Un’emozione profonda, la stessa che si prova quando si vince un trofeo importante. Il nostro “trofeo” è stato il progetto Luiss Sport Academy, lanciato dal professor Pessi e avallato dal presidente Abete, dal Direttore Generale Lo Storto, dal vicepresidente esecutivo Serra, dal rettore Prencipe e dal vicepresidente Severino. Quando si gestiscono progetti del genere è fondamentale l’appoggio incondizionato dei vertici. Ci dà grande soddisfazione aver coinvolto 28 Top Athletes e sapere che almeno 10 dei nostri studenti-atleti si stanno guadagnando la wild card per Tokyo 2020. Dobbiamo, però, pensare anche a quello che altre importanti università hanno fatto. È vero che abbiamo secoli di svantaggiato, ma Oxford negli anni ha collezionato 167 medaglie olimpiche. Questo la dice lunga sui risultati che la Dual Career ha raggiunto in Europa, oltre che negli Stati Uniti con la NCAA (National Collegiate Athletic Association, ndr). Noi siamo stati antesignani in Italia.

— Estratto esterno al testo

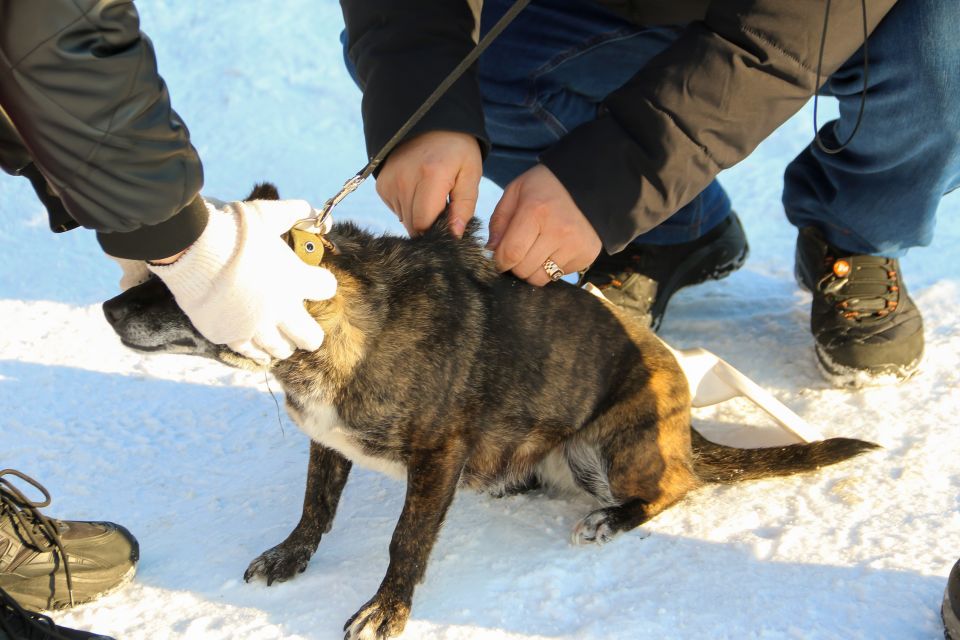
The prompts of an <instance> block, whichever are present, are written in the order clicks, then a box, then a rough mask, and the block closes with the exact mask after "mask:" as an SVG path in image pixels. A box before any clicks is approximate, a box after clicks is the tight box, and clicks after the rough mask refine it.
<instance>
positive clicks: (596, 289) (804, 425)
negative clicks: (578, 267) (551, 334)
mask: <svg viewBox="0 0 960 640" xmlns="http://www.w3.org/2000/svg"><path fill="white" fill-rule="evenodd" d="M583 288H584V289H586V290H587V291H589V292H590V293H592V294H593V295H595V296H597V297H598V298H600V299H601V300H603V301H604V302H608V303H609V300H607V298H606V297H605V296H604V295H603V292H601V291H600V289H598V288H597V287H595V286H594V285H592V284H590V283H587V284H586V285H584V287H583ZM658 337H659V336H658ZM660 342H663V339H660ZM663 344H664V346H666V347H667V348H668V349H670V351H671V352H672V353H673V355H674V356H675V357H676V358H677V362H679V363H680V368H681V369H683V373H684V375H686V377H687V383H688V384H689V385H690V397H691V398H692V404H693V406H694V407H708V406H710V405H713V404H718V403H720V402H724V401H726V400H730V399H731V398H736V397H739V396H742V397H744V398H747V399H748V400H750V401H751V402H753V403H754V404H755V405H757V406H758V407H760V408H761V409H763V410H764V411H765V412H766V413H767V415H769V416H770V417H771V418H773V419H774V420H775V421H776V422H777V424H779V425H780V426H781V427H782V428H783V429H784V430H786V431H788V432H789V433H791V434H793V435H794V436H796V437H797V438H799V439H800V440H801V441H803V442H811V441H814V440H823V434H821V433H820V432H819V431H818V430H817V429H815V428H813V427H812V426H810V425H809V424H808V423H807V422H806V421H805V420H804V419H803V418H801V417H800V416H798V415H797V414H795V413H794V412H793V411H791V410H790V409H789V408H787V406H786V405H784V404H783V403H782V402H780V401H779V400H777V399H776V398H774V397H773V396H772V395H771V394H770V393H769V392H768V391H766V390H765V389H763V388H762V387H760V386H759V385H758V384H757V383H755V382H754V381H753V380H751V379H750V378H748V377H747V376H745V375H743V374H742V373H740V372H739V371H737V370H736V369H735V368H734V367H733V365H731V364H730V363H728V362H727V361H726V360H723V359H722V358H720V357H719V356H717V355H716V354H714V353H711V352H709V351H707V350H706V349H702V348H700V347H697V348H695V349H674V348H673V347H671V346H670V345H668V344H667V343H666V342H663Z"/></svg>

Direttore, adesso una domanda più personale: cosa rappresenta per lei lo sport?
Lo sport rappresenta valore, orgoglio, appartenenza e soprattutto un modus vivendi che permette di arrivare all’obiettivo senza sentire la fatica. Tutto questo sto cercando di trasmetterlo ai nostri collaboratori, così come ai vertici Luiss. Devo dire che non ce n’è bisogno perché le persone che ho citato in precedenza – a partire dal vicepresidente esecutivo che è un grande tennista – sono innamorate dell’attività sportiva. Aiutandoci e sostenendoci, possiamo toglierci delle belle soddisfazioni, non solo in termini di vittorie e medaglie ma nel conferire valore al benessere psicofisico. Con il Lab vediamo la grande partecipazione di chi non praticava attività sportiva e, grazie ai nostri corsi ed eventi, capisce come il movimento permetta di fare del bene al proprio organismo.

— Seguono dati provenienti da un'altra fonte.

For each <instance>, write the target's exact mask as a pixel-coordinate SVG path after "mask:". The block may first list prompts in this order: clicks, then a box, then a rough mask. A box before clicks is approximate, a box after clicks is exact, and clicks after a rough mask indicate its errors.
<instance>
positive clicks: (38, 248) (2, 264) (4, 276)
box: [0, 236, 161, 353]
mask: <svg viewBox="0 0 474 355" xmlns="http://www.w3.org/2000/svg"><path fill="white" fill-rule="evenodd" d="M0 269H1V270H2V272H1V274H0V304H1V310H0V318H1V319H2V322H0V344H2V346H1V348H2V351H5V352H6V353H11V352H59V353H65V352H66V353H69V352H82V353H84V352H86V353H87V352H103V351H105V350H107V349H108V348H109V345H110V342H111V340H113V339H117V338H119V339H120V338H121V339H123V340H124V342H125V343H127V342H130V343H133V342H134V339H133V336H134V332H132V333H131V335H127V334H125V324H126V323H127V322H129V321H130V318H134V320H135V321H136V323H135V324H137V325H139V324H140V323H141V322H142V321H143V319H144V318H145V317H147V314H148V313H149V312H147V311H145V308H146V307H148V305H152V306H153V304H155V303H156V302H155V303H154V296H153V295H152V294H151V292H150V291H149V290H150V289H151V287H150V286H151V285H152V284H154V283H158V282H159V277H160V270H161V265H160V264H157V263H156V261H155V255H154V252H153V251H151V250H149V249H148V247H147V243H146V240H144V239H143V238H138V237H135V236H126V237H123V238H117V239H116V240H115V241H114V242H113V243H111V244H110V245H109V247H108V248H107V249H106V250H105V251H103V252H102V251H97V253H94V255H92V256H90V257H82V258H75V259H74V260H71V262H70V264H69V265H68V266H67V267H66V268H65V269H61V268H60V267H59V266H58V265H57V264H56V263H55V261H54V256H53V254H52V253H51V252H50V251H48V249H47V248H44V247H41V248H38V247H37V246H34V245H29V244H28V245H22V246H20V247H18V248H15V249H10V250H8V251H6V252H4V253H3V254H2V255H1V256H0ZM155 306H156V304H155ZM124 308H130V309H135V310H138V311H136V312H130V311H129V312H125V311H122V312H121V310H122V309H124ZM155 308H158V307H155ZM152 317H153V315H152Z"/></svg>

Lei è stato giocatore, allenatore, dirigente. Quali sono gli insegnamenti che lo sport le ha trasmesso nei diversi ruoli che ha ricoperto? C’è qualche aneddoto che le viene in mente e che ha voglia di raccontare?

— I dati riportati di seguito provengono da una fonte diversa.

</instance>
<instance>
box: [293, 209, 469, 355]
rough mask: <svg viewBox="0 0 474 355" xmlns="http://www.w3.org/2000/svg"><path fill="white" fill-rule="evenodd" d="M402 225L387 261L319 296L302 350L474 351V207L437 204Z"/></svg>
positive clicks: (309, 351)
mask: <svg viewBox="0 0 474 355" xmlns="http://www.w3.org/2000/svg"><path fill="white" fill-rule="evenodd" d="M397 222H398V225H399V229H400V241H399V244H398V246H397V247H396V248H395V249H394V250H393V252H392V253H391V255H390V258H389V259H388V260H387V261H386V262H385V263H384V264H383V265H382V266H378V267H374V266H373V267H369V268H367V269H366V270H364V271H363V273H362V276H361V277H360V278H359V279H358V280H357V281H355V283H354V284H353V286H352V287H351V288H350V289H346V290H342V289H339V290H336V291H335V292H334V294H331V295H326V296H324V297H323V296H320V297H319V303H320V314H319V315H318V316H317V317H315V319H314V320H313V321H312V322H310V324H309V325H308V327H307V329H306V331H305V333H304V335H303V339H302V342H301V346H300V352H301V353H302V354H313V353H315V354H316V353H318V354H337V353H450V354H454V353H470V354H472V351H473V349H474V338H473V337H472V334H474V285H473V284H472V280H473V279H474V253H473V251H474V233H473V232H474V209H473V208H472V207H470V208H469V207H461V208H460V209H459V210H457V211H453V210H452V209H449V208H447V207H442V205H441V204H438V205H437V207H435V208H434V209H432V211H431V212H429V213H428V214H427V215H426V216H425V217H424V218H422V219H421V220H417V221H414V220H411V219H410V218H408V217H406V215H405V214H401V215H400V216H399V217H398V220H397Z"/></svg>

Tutto è iniziato quando Paolo di Fonzo mi ha portato al Banco di Roma. Da allora, lo sport mi ha dato tantissimo. Sicuramente il più grande valore che il basket mi ha insegnato è stata la resilienza, ovvero la capacità di non mollare mai. Anche perché finita una partita bisogna subito pensare alla successiva. Applicando questo principio sportivo al mondo del lavoro, ogni giorno bisogna dare il massimo per migliorare. Nella mia carriera da giocatore sono stati importanti i grandi cestisti che ho conosciuto: Larry Wrigth, Phil Hicks, Kim Hughes, Bob Morse. Da allenatore, invece, episodi significativi ce ne sono stati tanti. Ricorderò sempre Greg Ballard, campione in Italia con Pesaro e in America con Washington, che era il primo a pulire il parquet appena cadeva una goccia di sudore. Un esempio dell’umiltà che caratterizza i grandissimi giocatori: se non si è umili, non si arriva da nessuna parte.